In February 2016, West Virginia law makers decided that drug testing welfare applicants was a good idea. It passed in the legislature and was later approved by Governor Earl Ray Tomblin. Despite the constitutional questions that arise from the decision, it has become the law of the land. In a surprising counter to the law, a West Virginian state representative has introduced new legislation that would require lawmakers to be drug tested prior to the voting session.
House Delegate Shawn Fluharty sees the double standard enacted by the government of West Virginia. “I think the public expects us to adhere to the rules that we try to legislate. We have 134 people down here and we should be on their dime living within the standards that we implement. There’s no reason we shouldn’t do it.” Any resistance to the bill should be an obvious tell that someone in the West Virginia House of Representatives doesn’t feel they are confined by the same laws as the rest of us.
The question of drug testing welfare applicants was seemingly settled over 14 years ago in a Michigan court room. In 2003, a law requiring drug testing was shut down as unconstitutional. It has also been challenged in places like Florida and Wisconsin, where judges have repeatedly found in favor of plaintiffs who challenged the program. States continue, however, to challenge established case law and try again. Even Michigan gave the program a second chance by implementing a one year pilot program. After a year, they found no one had failed a single test.
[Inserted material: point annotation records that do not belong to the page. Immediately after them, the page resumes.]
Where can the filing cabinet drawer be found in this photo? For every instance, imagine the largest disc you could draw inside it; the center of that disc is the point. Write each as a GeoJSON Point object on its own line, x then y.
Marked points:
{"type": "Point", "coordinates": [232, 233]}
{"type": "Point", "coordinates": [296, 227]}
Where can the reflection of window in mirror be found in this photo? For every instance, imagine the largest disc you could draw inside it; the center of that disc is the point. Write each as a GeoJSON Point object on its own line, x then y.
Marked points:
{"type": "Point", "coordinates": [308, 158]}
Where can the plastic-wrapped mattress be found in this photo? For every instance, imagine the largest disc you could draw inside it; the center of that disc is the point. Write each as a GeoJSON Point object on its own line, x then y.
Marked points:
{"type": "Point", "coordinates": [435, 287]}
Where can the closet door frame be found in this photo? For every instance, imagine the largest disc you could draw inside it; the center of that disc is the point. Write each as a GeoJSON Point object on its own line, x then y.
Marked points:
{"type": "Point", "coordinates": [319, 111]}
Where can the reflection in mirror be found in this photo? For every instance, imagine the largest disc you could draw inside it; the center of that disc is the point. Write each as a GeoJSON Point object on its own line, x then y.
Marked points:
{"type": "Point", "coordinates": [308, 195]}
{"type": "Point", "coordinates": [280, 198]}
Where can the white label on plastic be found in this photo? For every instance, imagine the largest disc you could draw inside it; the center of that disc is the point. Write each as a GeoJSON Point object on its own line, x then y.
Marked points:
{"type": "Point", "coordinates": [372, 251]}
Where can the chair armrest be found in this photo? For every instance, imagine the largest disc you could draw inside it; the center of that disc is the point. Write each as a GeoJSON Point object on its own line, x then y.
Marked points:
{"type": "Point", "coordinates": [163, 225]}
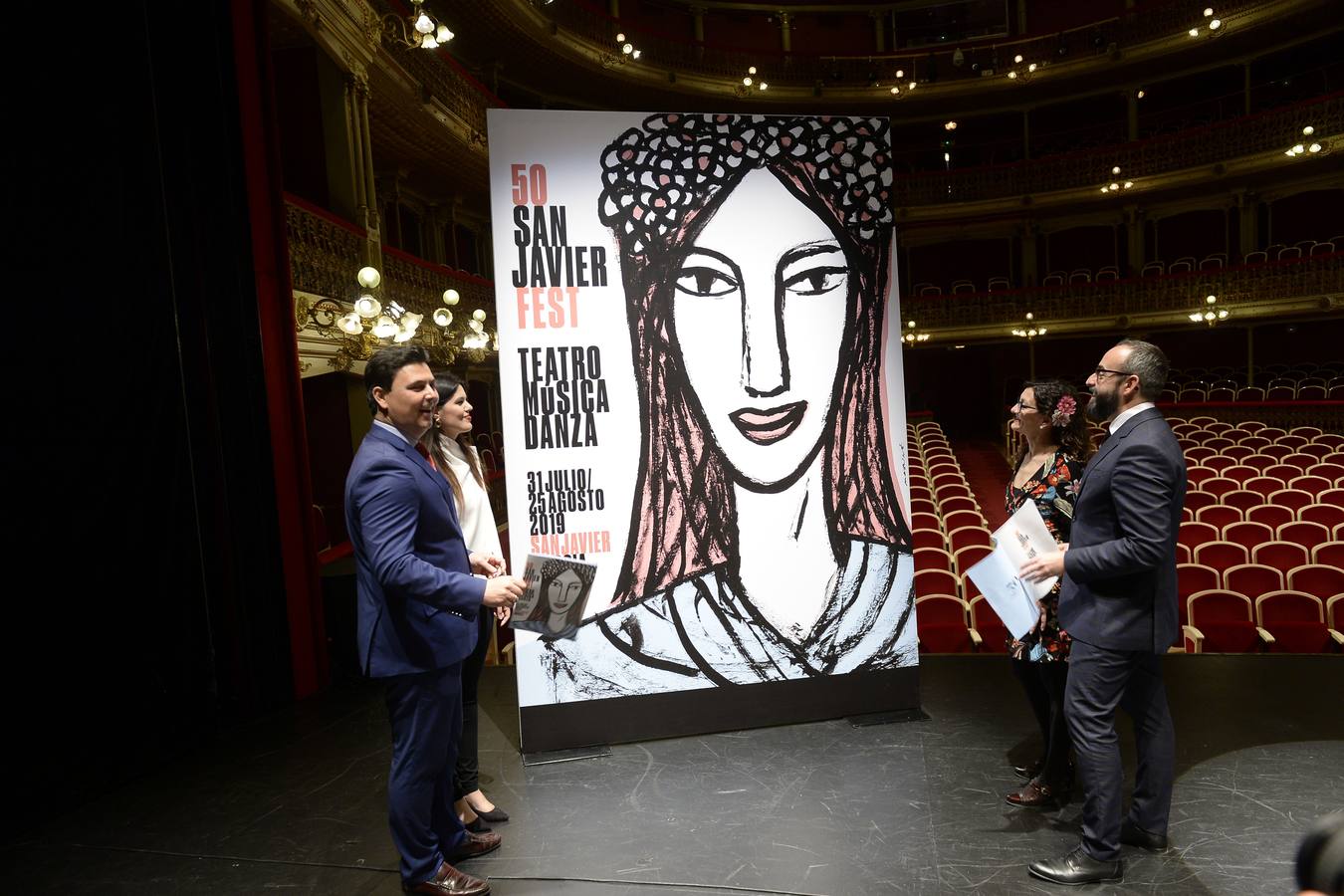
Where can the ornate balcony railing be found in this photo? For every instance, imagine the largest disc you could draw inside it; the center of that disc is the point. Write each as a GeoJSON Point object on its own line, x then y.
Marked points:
{"type": "Point", "coordinates": [1319, 278]}
{"type": "Point", "coordinates": [326, 253]}
{"type": "Point", "coordinates": [1277, 129]}
{"type": "Point", "coordinates": [590, 22]}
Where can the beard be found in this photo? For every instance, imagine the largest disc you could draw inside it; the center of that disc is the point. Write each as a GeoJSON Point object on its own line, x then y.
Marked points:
{"type": "Point", "coordinates": [1102, 407]}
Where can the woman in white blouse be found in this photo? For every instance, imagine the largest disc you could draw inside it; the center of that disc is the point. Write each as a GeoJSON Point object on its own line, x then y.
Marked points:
{"type": "Point", "coordinates": [450, 449]}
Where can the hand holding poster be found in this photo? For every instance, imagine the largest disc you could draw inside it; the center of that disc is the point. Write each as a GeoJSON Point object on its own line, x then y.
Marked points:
{"type": "Point", "coordinates": [1021, 538]}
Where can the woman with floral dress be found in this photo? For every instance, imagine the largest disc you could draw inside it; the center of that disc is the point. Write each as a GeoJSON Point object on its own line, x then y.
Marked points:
{"type": "Point", "coordinates": [1054, 450]}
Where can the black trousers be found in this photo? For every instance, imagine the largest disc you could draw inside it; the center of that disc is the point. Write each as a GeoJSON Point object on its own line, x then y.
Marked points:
{"type": "Point", "coordinates": [426, 715]}
{"type": "Point", "coordinates": [1044, 685]}
{"type": "Point", "coordinates": [1101, 680]}
{"type": "Point", "coordinates": [468, 773]}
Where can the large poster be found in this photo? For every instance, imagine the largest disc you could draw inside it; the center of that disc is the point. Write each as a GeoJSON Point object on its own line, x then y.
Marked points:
{"type": "Point", "coordinates": [701, 372]}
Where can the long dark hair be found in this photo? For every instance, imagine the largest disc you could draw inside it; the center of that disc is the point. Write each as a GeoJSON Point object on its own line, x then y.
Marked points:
{"type": "Point", "coordinates": [1070, 434]}
{"type": "Point", "coordinates": [437, 439]}
{"type": "Point", "coordinates": [663, 183]}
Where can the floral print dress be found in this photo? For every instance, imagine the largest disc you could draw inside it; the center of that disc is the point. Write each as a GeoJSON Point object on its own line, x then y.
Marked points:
{"type": "Point", "coordinates": [1056, 479]}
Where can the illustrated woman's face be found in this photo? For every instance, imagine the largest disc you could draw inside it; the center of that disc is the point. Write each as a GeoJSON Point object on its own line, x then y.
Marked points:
{"type": "Point", "coordinates": [563, 591]}
{"type": "Point", "coordinates": [454, 415]}
{"type": "Point", "coordinates": [760, 315]}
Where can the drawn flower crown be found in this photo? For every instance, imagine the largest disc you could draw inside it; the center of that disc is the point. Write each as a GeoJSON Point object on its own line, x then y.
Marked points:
{"type": "Point", "coordinates": [656, 175]}
{"type": "Point", "coordinates": [1064, 410]}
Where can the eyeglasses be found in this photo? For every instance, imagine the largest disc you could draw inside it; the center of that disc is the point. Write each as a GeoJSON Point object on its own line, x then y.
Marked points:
{"type": "Point", "coordinates": [1101, 372]}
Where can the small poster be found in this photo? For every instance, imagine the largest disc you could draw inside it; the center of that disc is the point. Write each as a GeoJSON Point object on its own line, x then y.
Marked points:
{"type": "Point", "coordinates": [557, 591]}
{"type": "Point", "coordinates": [1021, 538]}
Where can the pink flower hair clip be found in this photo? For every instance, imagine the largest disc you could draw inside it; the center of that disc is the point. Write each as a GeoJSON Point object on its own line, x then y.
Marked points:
{"type": "Point", "coordinates": [1064, 410]}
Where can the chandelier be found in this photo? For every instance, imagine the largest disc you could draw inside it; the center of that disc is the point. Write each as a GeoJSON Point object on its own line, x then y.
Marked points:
{"type": "Point", "coordinates": [415, 30]}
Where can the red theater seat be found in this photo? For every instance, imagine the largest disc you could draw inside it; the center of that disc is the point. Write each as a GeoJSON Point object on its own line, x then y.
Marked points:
{"type": "Point", "coordinates": [1195, 534]}
{"type": "Point", "coordinates": [934, 581]}
{"type": "Point", "coordinates": [1319, 579]}
{"type": "Point", "coordinates": [928, 539]}
{"type": "Point", "coordinates": [1222, 622]}
{"type": "Point", "coordinates": [1247, 534]}
{"type": "Point", "coordinates": [959, 503]}
{"type": "Point", "coordinates": [1294, 499]}
{"type": "Point", "coordinates": [1310, 484]}
{"type": "Point", "coordinates": [1243, 500]}
{"type": "Point", "coordinates": [1302, 533]}
{"type": "Point", "coordinates": [1270, 515]}
{"type": "Point", "coordinates": [968, 537]}
{"type": "Point", "coordinates": [1281, 555]}
{"type": "Point", "coordinates": [1195, 499]}
{"type": "Point", "coordinates": [1220, 515]}
{"type": "Point", "coordinates": [1329, 554]}
{"type": "Point", "coordinates": [968, 557]}
{"type": "Point", "coordinates": [1327, 515]}
{"type": "Point", "coordinates": [932, 559]}
{"type": "Point", "coordinates": [1193, 577]}
{"type": "Point", "coordinates": [1220, 487]}
{"type": "Point", "coordinates": [1222, 555]}
{"type": "Point", "coordinates": [1252, 579]}
{"type": "Point", "coordinates": [1296, 621]}
{"type": "Point", "coordinates": [941, 621]}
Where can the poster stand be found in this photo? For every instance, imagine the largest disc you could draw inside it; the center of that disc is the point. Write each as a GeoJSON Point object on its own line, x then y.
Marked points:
{"type": "Point", "coordinates": [574, 754]}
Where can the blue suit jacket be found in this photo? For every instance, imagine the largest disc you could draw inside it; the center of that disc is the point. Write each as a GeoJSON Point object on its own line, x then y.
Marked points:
{"type": "Point", "coordinates": [1120, 569]}
{"type": "Point", "coordinates": [418, 599]}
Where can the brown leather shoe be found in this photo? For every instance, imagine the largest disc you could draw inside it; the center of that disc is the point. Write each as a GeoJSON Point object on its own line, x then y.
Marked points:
{"type": "Point", "coordinates": [1035, 794]}
{"type": "Point", "coordinates": [449, 881]}
{"type": "Point", "coordinates": [475, 845]}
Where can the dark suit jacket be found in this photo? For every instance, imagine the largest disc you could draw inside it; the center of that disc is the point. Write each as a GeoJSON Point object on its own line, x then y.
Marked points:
{"type": "Point", "coordinates": [417, 598]}
{"type": "Point", "coordinates": [1120, 569]}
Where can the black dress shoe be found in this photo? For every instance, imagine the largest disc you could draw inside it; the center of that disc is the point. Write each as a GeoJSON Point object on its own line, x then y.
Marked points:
{"type": "Point", "coordinates": [449, 881]}
{"type": "Point", "coordinates": [495, 815]}
{"type": "Point", "coordinates": [473, 845]}
{"type": "Point", "coordinates": [1132, 834]}
{"type": "Point", "coordinates": [1077, 868]}
{"type": "Point", "coordinates": [1036, 794]}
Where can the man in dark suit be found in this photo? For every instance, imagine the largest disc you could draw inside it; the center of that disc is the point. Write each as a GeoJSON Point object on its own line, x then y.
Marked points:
{"type": "Point", "coordinates": [418, 603]}
{"type": "Point", "coordinates": [1118, 604]}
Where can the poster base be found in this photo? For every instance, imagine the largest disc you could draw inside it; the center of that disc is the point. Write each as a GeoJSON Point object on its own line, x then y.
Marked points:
{"type": "Point", "coordinates": [889, 718]}
{"type": "Point", "coordinates": [572, 754]}
{"type": "Point", "coordinates": [682, 714]}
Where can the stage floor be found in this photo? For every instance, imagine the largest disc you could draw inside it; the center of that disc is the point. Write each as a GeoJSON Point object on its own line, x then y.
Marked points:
{"type": "Point", "coordinates": [296, 802]}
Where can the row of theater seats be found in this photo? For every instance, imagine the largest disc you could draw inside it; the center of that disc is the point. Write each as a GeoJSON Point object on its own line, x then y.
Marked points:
{"type": "Point", "coordinates": [1260, 545]}
{"type": "Point", "coordinates": [949, 535]}
{"type": "Point", "coordinates": [1281, 391]}
{"type": "Point", "coordinates": [1185, 265]}
{"type": "Point", "coordinates": [1277, 549]}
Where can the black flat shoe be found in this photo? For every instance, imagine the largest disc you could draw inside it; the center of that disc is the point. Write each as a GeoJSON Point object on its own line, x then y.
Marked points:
{"type": "Point", "coordinates": [1132, 834]}
{"type": "Point", "coordinates": [494, 815]}
{"type": "Point", "coordinates": [1077, 868]}
{"type": "Point", "coordinates": [1036, 794]}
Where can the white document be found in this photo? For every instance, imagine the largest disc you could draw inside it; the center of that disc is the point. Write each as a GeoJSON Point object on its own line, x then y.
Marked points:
{"type": "Point", "coordinates": [1020, 539]}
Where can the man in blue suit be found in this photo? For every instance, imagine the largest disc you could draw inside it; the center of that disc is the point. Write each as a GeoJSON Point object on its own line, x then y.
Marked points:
{"type": "Point", "coordinates": [417, 617]}
{"type": "Point", "coordinates": [1118, 604]}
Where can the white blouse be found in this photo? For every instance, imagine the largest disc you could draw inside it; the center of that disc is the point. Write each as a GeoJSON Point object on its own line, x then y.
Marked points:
{"type": "Point", "coordinates": [473, 511]}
Besides the constitutional issues, drug testing welfare recipients or applicants simply doesn’t work. “According to state data gathered by Think Progress, the seven states with existing programs — Arizona, Kansas, Mississippi, Missouri, Oklahoma, Tennessee, and Utah — are spending hundreds of thousands of dollars to ferret out very few drug users. The statistics show that applicants actually test positive at a lower rate than the drug use of the general population,” a report from Think Progress stated.
The ACLU has been leading the fight against the practice and have brought cases in 13 states. According to the ACLU, forcing someone to take a drug test before receiving benefits violates their right to unlawful search and seizure. This is the argument which will most likely be put forth by the West Virginia law makers when the time comes for them to take their test. As currently written, any lawmaker who fails a drug test would be unable to vote in that session and would lose their pay.